町田:「生成AIにまず触れてほしい」という目的は達成されていると思います。それぞれの部署の中で「こういう使い方をしたら良かったよ」と話題になることも多いようです。
営業部署へのインタビューでは、「過去の提案を少しアレンジした提案ばかりになってしまっているので、その壁を打ち破りたい」という課題を抱えている方もいました。exaBase 生成AIを使うことによって、新たなアイデアを得たり、固定化された考え方を打破するきっかけとして使っているという事例も聞いています。
定量的な評価を実施したわけではないですが、インタビューした方からは、「翻訳にかかる時間が3分の1になった」という感想もいただいています。
小代:また、最近では、若手社員を中心とした有志のコミュニティや組合活動の勉強会でも exaBase 生成AIを取り扱う動きが出てきています。まずはexaBase生成AIに触れていただいて、そこから徐々に活用シーンを増やしていただきたいですね。
導入初期の8月にエクサウィザーズの方を講師に招いて生成AIに関する講演会を開催しました。講演では「AI生成とは」などの基本的な概要から、効果的なプロンプトの作り方まで、1時間で網羅的に解説していただき、説明も分かりやすく評判は大変良かったです。生成AIの全体像を理解するのに非常に役に立ちました。
リアルタイムで約700名が聴講し、講演後の動画発信も含めると、これまで1400名ほどが聴講しています。
生成AI活用をさらに高度化させ、次のステップに進みたい
Q: 企業向けChatGPT「exaBase 生成AI」を、今後どのように活用する予定ですか? また、「exaBase 生成AI」に期待することがあれば教えてください。
町田:exaBase 生成AIの社内データ連携機能を検討しています。
データ連携はさまざまなシーンで有効だと考えており、社内規約や労務関係のルール、事業毎の固有のルールなどを幅広く読み込ませるのも有用だと思います。
実際にインタビューでも固有データ連携のニーズはありました。生成AIに慣れた後の次のステップとして、この方向性はイメージしやすいと思います。
沼田:今までAIは限られた人が使うものだというイメージがありましたが、ChatGPTの登場によって一般の方が利用できるようになりました。
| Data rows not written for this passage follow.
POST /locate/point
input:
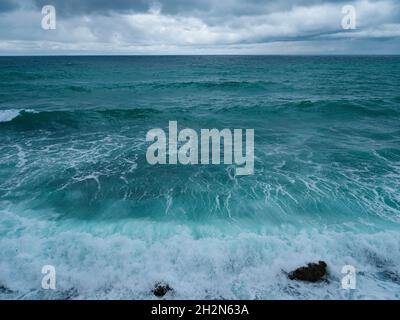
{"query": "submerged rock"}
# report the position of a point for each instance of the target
(161, 289)
(5, 290)
(313, 272)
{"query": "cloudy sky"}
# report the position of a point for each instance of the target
(199, 27)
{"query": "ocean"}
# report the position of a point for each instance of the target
(77, 193)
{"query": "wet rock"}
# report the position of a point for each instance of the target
(161, 289)
(5, 290)
(313, 272)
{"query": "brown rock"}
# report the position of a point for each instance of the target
(161, 289)
(313, 272)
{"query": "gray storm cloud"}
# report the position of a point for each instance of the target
(199, 26)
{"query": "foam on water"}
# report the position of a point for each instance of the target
(125, 259)
(8, 115)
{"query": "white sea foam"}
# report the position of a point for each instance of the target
(10, 114)
(124, 259)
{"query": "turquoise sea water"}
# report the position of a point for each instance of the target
(76, 191)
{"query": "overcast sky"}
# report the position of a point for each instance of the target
(199, 27)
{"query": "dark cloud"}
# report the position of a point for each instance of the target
(7, 5)
(176, 25)
(195, 7)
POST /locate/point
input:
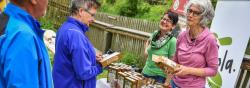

多くの社員から早期導入に対して感謝の声を頂戴しましたし、活用方法に関する問合せも多く寄せられています。
ただし、生成AIへの期待は増していますが、実際に利用するうえではさまざまなハードルがあると感じています。
生成AIは万能のではないため、少しでも有益に活用できるようにプロンプトの精度を高めるなど、ユーザーの工夫も必要です。エクサウィザーズ様には、生成AIを深く使いこなすための周辺技術も含めて開発していただきたいですね。
小代:使用頻度が低い方々に今以上に活用していただくため、事務局では情報発信を続けていきます。加えて、他の技術と生成AIの掛け合わせなど、より高度な生成AIの活用方法をグループ全体に展開し、次のステップに進みたいと考えています。